The bill shifts app platform dynamics to favor developer access, consumer choice, and stronger enforcement—likely boosting competition and options—but does so at the cost of higher compliance and litigation risk, increased security exposure from expanded third‑party distribution, and legal uncertainty that could chill some innovation.
Small and independent app developers can offer alternative in‑app payment systems and avoid being forced to use platform-owned payments, keeping more revenue and pricing control.
Independent developers gain equivalent access to OS interfaces, hardware features, and app store discovery (reduced self‑preferencing), making it easier to build competitive apps and reach users on fairer terms.
End users can install third‑party apps and app stores, set defaults, and remove preinstalled apps, increasing consumer choice and control over devices and defaults.
Large platform owners and many app businesses will face new compliance obligations, reporting, and potential litigation costs that are likely to be passed on to developers or users through higher prices or reduced services.
Allowing sideloading and third‑party app stores materially increases the risk that more users will be exposed to malware, phishing, and fraudulent apps if vetting and platform controls are weakened.

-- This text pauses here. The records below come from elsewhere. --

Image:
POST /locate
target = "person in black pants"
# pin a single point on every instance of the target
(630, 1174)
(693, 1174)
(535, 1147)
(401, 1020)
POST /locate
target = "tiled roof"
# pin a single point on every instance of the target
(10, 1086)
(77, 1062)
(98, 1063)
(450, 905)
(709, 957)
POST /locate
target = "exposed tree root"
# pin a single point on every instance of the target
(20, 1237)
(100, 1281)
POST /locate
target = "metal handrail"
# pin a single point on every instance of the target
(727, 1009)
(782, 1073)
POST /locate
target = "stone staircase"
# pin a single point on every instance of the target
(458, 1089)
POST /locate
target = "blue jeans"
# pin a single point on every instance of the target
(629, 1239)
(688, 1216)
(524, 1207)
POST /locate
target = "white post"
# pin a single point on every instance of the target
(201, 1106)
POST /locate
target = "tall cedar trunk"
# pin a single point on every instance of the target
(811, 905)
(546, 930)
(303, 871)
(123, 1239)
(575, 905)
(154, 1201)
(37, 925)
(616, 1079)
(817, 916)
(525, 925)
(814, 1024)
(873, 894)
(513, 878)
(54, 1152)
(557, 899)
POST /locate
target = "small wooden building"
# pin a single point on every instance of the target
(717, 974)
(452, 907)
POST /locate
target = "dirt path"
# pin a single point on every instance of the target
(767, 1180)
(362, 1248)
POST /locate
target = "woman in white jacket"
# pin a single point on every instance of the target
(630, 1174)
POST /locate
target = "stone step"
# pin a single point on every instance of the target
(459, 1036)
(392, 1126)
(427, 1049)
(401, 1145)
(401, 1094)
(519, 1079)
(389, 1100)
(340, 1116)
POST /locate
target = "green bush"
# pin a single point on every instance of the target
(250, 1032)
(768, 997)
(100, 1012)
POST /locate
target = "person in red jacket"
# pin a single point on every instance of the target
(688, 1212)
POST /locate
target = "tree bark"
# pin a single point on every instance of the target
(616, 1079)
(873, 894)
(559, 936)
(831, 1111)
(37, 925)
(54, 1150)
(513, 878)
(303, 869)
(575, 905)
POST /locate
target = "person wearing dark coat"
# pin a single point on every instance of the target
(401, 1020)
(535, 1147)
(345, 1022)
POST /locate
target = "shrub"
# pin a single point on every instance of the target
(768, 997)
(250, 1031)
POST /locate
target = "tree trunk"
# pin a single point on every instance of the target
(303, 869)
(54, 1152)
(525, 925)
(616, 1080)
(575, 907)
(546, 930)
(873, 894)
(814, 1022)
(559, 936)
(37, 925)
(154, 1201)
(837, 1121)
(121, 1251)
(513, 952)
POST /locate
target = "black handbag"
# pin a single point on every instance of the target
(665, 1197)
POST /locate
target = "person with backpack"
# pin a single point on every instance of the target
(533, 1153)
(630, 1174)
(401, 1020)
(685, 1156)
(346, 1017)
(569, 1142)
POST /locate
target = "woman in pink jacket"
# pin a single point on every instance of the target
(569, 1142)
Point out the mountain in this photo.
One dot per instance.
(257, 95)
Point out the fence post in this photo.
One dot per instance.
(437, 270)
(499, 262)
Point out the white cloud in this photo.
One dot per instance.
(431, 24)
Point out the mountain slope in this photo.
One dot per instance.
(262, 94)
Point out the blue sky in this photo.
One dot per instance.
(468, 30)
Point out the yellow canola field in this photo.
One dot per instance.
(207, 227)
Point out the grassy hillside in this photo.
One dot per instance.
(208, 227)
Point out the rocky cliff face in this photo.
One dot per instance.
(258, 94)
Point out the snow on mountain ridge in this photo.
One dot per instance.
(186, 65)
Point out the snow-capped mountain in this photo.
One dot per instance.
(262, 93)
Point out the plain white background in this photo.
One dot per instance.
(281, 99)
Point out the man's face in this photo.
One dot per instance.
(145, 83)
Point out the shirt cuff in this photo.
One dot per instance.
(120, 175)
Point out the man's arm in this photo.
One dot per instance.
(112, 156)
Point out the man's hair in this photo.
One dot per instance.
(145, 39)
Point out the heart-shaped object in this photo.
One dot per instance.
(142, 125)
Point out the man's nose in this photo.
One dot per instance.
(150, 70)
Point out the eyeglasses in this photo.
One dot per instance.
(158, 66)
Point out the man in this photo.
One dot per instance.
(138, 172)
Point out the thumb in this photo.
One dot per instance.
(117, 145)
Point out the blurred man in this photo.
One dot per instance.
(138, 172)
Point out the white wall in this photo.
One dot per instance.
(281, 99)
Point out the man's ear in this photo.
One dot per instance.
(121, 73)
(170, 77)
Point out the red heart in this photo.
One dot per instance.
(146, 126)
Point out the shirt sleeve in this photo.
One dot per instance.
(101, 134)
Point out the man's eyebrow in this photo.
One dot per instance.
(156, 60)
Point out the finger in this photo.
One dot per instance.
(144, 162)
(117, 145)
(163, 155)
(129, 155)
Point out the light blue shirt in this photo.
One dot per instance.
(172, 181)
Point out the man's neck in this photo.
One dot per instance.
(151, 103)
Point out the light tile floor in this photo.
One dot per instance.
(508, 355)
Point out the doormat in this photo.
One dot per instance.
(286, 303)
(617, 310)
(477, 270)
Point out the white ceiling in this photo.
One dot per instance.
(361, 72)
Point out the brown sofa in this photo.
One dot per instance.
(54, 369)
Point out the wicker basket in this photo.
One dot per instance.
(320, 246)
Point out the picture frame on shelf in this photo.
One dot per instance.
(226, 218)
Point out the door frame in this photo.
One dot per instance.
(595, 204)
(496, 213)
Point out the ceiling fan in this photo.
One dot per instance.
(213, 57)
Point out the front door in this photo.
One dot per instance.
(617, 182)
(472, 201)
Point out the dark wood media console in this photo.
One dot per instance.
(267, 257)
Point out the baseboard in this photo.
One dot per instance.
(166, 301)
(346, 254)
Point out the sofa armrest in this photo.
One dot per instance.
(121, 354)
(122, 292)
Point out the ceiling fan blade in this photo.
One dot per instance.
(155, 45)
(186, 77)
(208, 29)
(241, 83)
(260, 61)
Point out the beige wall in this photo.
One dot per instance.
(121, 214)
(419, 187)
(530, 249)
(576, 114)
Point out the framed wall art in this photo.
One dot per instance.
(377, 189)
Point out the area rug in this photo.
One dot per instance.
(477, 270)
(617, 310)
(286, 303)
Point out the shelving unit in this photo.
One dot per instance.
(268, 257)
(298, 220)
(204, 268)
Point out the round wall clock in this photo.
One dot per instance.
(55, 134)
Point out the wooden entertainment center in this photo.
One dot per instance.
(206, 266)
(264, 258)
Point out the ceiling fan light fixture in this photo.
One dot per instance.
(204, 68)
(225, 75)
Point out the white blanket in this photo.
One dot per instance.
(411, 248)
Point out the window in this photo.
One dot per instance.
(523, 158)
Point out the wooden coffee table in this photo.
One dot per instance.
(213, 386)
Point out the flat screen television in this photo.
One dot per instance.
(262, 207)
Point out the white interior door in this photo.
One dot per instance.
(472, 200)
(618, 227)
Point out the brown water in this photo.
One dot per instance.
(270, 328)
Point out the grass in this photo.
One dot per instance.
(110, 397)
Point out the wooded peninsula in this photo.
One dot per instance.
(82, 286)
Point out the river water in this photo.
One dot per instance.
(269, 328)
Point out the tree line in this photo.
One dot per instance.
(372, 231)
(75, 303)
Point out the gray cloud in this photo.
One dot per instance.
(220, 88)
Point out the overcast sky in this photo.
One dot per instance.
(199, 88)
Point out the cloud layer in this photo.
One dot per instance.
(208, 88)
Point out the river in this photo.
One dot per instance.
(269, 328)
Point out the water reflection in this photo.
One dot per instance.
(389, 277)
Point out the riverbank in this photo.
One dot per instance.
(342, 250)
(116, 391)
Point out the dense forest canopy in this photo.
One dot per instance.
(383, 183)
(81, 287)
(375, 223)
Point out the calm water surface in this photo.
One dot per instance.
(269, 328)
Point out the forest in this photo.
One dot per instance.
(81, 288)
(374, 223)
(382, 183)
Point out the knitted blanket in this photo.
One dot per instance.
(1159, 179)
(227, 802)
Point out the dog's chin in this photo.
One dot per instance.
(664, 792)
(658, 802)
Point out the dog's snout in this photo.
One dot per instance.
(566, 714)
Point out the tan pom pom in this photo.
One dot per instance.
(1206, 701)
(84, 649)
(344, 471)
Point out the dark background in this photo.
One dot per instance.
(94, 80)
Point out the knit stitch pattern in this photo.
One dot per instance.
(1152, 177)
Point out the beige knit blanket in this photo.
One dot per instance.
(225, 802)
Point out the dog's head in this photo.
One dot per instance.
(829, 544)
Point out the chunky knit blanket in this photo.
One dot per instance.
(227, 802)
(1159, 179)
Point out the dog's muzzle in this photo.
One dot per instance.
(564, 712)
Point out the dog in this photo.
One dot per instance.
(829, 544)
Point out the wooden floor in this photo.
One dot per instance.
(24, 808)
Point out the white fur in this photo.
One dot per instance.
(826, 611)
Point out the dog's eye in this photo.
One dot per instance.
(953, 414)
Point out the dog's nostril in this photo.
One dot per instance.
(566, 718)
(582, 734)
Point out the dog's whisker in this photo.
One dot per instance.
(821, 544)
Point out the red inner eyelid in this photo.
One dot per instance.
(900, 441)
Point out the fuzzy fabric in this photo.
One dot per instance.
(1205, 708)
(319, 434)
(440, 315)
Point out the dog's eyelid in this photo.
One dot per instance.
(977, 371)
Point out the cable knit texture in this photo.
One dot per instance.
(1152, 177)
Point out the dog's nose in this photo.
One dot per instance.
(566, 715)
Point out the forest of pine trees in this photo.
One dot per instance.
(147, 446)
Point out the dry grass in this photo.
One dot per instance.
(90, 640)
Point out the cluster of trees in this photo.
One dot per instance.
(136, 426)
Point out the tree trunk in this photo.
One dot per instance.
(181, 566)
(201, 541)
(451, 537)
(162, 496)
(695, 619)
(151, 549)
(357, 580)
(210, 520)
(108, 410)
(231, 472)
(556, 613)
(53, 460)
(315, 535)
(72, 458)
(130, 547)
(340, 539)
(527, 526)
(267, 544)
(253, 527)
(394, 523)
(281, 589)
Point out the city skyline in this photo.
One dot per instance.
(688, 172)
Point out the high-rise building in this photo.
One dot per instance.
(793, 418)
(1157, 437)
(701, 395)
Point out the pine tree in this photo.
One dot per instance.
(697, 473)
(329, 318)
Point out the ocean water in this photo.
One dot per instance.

Broad or ambiguous definitions of 'app', 'app store', and 'nonpublic business information' could sweep in many services, creating legal uncertainty, chilling innovation, and triggering disputes over who is covered.
Based on analysis of 9 sections of legislative text.
Stops large app store/OS owners from forcing platform payment systems, blocking sideloading/alternative app stores, self-preferencing, or using developers’ nonpublic app data; creates public and private enforcement remedies.
Introduced June 24, 2025 by Marsha Blackburn · Last progress June 24, 2025
Prevents large companies that control app stores and the operating systems they run on from forcing developers to use the platform’s payment system, blocking installation of third‑party app stores or apps, or using developers’ nonpublic data to compete with them. It requires interoperability and equivalent access to OS interfaces, allows limited security/privacy defenses for platform actions, creates private and public enforcement tools (including treble damages for developers), and takes effect 180 days after enactment.